L’opera di Willan Xerra (Firenze, 1937) non è sconosciuta nella nostra città (dove ha ripetutamente esposto) e del resto lui intrattiene con Reggio rapporti privilegiati: il padre, siciliano, comandò negli anni Trenta la stazione dei carabinieri di Quattro Castella e lì conobbe e sposò la madre, Fernanda Bivacchi, originaria di San Polo; la duratura, intensa amicizia con Corrado Costa lo ha inoltre spesso portato qui. Eppure, la mostra in corso alla galleria Radium Artis (Via Crispi 8), aperta fino a domenica 27 aprile, «Mento sulla mia verità», va segnalata, e merita davvero una visita, perché vi si possono ammirare una ventina di dipinti, realizzati tra il 1972 e il 2007, che confermano il valore di un artista del tutto peculiare nel panorama italiano e internazionale.

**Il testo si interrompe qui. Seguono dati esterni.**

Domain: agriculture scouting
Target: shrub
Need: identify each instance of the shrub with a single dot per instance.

L’artista, dopo l’esordio all’insegna di una pittura informale, anche in conseguenza dei rapporti di frequentazione e di amicizia con tanti poeti e scrittori (oltre a Costa, Emilio Villa, Adriano Spatola, Sebastiano Vassalli, Antonio Porta), s’appassiona ben presto alla poesia visiva, avventurandosi in una pittura che mai riuscirà ad espungere da sé la parola. Parallelamente al dipingere, e spesso interagendovi, Xerra realizza performance, fotografie e installazioni che intendono far riflettere su una qualche verità della condizione umana: pensiamo alle “lapidi” del 1972, quando provocatoriamente sostituì alle foro dei defunti uno specchio che rifletteva l’immagine di chi guardava.

Nello stesso anno, l’artista incomincia ad introdurre nelle sue tele la parola “vive”, mutuata dal lessico tipografico (nella correzione delle bozze, si intende che il testo originario, pur se già modificato, va ripristinato), che compare nei suoi lavori fino ad oggi, alternata con l’espressione “Io mento”, specchio di un disagio esistenziale, che compare nelle sue opere dai primi anni Novanta. Negli anni settanta, poi, Xerra comincia a utilizzare dipinti antichi, su cui interviene con la scrittura, o loro frammenti che vengono ricollocati e vanno a convivere, sulla superficie della sue tele, con stesure tonali di squisita sensibilità, entro partizioni spaziali, proiezioni ortogonali e forme geometriche di straordinario equilibrio.

Anche nella mostra alla Radium Artis restiamo incantati di fronte ai suoi dipinti: collage di carte (magari di antichi calendari o di carte da gioco), di frammenti di antiche tele e di lacerti di sottovesti, trovano un approdo del tutto naturale, nel grembo della tela di juta grezza, accanto a scritte tracciate a matita o incise nel corpo del colore, a disegni – Xerra è uno dei maggiori disegnatori italiani contemporanei, per una innata felicità del segno – a citazioni poetiche e letterarie. Ecco un artista vero che con pochi, umili strumenti, distilla continuamente poesie in forma di dipinti.